Another break. Pulaski wants to take the kid out of stasis. Picard is reluctant to go along with it, and also doesn’t much approve of Pulaski cutting him off. Pulaski goes to talk to Troi about Picard, then talks to Geordi about finding a way to take the kid somewhere he can be taken out of stasis. He suggests a shuttlecraft. She argues with Picard for a few moments, and he approves it, much to her surprise. She gets Data to pilot the craft. The kid is beamed aboard, and Pulaski removes the stasis, then confirms that the kid is telepathic. After 18 minutes, she gets a stabbing arthritic pain in her arm.

Break. The children are carriers of the disease, and need to be isolated. Pulaski has no choice but to add herself to the quarantine. In a meeting, they discuss options. O’Brien suggests using the trace kept in the transporter. Pulaski and Data head to the research lab, and are shown the kids. Telepathic, telekinetic, and totally immune to disease. Pulaski realizes that the flu one of the supply ship’s had was exposed to the kids, whose immune system attacked it, and kept going. She tells Picard they’re going to die. Picard also contacts her previous captain, who says she admired Picard.
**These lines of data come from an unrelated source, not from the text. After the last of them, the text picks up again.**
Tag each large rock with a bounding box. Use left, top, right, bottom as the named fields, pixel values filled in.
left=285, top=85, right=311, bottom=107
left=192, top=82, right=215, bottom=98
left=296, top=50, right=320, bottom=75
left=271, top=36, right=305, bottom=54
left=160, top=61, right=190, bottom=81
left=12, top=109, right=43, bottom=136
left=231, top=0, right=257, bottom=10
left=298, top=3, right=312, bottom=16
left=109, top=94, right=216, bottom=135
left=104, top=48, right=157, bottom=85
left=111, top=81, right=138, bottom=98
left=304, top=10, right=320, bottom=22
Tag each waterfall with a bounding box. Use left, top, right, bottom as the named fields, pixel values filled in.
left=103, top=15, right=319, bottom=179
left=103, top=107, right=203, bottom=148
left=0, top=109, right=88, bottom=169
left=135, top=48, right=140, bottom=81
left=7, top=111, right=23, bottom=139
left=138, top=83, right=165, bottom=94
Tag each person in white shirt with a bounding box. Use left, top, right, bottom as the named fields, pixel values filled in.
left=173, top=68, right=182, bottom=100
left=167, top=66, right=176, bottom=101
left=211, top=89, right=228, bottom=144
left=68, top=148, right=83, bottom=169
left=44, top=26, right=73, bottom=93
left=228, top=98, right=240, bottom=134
Break. Data beams back. Picard asks O’Brien if they can use a sample of her DNA to do it. They have no blood samples on record, so they try her quarters, and find a hair on her brush. O’Brien tells Picard that it’s a one-way transport – if it doesn’t work, they can’t beam her back to the planet. Picard handles the transporter himself. It works. They return to the supply ship, and blow it up.
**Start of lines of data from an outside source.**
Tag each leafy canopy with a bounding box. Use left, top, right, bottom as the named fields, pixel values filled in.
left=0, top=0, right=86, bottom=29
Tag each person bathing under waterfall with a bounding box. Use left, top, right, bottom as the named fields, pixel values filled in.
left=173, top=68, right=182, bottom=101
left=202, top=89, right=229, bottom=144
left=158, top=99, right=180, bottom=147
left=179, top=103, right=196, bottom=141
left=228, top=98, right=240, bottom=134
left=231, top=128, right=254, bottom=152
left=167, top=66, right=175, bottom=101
This isn’t bad. It’s more Pulaski-heavy than I usually like, but she does a good job. The story’s not too bad. It’s not great, either, but it’s not bad. It’s a perfectly serviceable Star Trek story. An OK medical mystery, and then an acceptable techno-babble solution to it. It’s a decent exploration of the dangers of scientific research. It’s not saying that research is bad, only that it can carry risks. Of course, it’s weighed down a bit by the fact that it’s essentially just a remake of an original series episode, “The Deadly Years.” It’s basically the exact same episode, but with a weaker resolution.

There’s a lot of OK performances. And a great performance from Colm Meaney, now named as O’Brien. He’s on his way up! Pulaski being revealed as having a fear of transporters was a bit lame. It’s another similarity to McCoy. At this point,, they may as well have just had nicknamed Bones. By making her simply a female version of McCoy, it makes her less interesting as a character. Because she’s not her own character any more, she’s a cheap knock-off of a much better character.

Overall, I’d give it 2/5. It’s a largely forgettable episode that owes far, far too much to the original series, rather than continuing to forge its own identity.